Over the last 10 years I have had the opportunity to work with leadership and staff at CSTE on the funding for several cooperative agreements related to workforce development, including the Applied Epi Fellowship, Applied Public Health Informatics Fellowship, Health Systems Integration Program, and the Informatics Training in Place Program. When I was approached about the Senior Director of Finance position, I was excited about the possibility of working with CSTE’s Executive Director Jeff Engel and many of the staff with whom I had developed strong professional relationships and for an organization whose mission and work I understood and respected. In addition, I was at a point in my life and career where I was ready for a new challenge and considering what kind of work to do next. This opportunity came along at just the right time.

What do you see as the key challenges and opportunities for CSTE?
Not only is my position new, but there is a new organizational structure at CSTE, which includes three other new Senior Director positions that also report to the Executive Director. Although we have all worked together in different roles in the past, moving forward the new organizational structure provides both a challenge and an opportunity for the five of us to develop a robust, cohesive primary leadership team for CSTE overall, while providing strong leadership for our own functional teams.
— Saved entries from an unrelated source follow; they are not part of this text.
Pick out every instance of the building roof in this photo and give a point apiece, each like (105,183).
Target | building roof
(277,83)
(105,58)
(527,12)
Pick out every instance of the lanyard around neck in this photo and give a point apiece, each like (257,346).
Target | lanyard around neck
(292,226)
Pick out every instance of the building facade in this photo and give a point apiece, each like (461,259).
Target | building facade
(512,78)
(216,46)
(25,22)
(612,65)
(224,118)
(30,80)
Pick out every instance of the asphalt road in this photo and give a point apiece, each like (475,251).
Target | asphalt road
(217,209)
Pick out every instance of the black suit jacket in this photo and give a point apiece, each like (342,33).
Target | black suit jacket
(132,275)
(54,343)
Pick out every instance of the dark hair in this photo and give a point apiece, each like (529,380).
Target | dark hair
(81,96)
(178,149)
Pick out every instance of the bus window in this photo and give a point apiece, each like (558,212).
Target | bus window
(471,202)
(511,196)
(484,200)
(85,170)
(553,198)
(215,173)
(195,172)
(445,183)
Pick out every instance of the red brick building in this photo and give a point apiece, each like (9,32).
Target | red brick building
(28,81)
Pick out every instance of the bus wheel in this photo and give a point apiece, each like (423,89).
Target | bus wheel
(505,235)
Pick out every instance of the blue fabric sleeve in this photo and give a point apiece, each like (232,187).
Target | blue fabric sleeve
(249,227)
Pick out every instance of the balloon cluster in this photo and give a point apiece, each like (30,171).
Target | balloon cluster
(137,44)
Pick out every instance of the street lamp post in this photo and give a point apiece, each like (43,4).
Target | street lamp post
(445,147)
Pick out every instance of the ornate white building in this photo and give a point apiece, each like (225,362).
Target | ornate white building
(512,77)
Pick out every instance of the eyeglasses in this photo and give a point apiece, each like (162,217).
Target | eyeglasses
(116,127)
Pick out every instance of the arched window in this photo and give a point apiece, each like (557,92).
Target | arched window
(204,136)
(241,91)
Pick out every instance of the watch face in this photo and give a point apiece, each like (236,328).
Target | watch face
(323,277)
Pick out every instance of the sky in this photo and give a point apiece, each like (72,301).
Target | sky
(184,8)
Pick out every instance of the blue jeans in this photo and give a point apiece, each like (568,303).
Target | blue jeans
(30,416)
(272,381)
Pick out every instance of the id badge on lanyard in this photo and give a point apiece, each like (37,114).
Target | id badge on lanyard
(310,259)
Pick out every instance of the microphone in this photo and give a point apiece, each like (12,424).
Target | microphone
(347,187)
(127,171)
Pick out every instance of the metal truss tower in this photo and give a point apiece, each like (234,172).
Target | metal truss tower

As CSTE has grown under Jeff’s leadership, we have outgrown many of the financial management systems we use to monitor, track, and analyze how we use our resources. We need to replace them with systems that will meet our current and future needs, and allow us to respond to internal and external requests for information and reports in real-time.

Likewise, as the number of projects has grown, we need to ensure that we have the appropriate staff on board to lead the writing of proposals and statements of work, develop budgets, and track all grants and contracts.

What are your top three priorities in your first year?
First, I want to work with key staff to conduct a thorough business requirements assessment to identify CSTE’s financial management needs and ensure that new, interoperable systems are in place that fulfill those needs. Second, I hope to hire one to two new staff to coordinate all grants and contracts for CSTE. Finally, I want to get up to speed on all aspects of CSTE’s financial activities and needs, and provide leadership that ensures that the finance team supports the organization’s mission, vision, and strategic plan.

Where do you hope to see CSTE in five years?
It may be a bit early for me to talk about where I see CSTE in five years, since I am so new to the organization. That said, I expect that we will have the systems, people, and resources in place to ensure that the day-to-day fiscal operations of CSTE run smoothly and that we are able to support the continued growth of the organization.

Just for fun, what can you share with us about your personal life?
I am a firm believer in work-life balance and the importance of having interests outside of the workplace. As you may have noticed by my education and work background, I have had a circuitous route to public health, that has included a life-long interest in music. I studied piano and harpsichord in college, and growing up in the 1960’s and 1970’s learned to play the guitar, as well. For the past two years, I have been playing keyboards in a garage band called Cover to Cover, which has performed at several venues in the Atlanta area. Likewise, exercise has been a great outlet for me. I go to the gym every morning before work and try to get outdoors on the weekends for runs and walks with my daughter.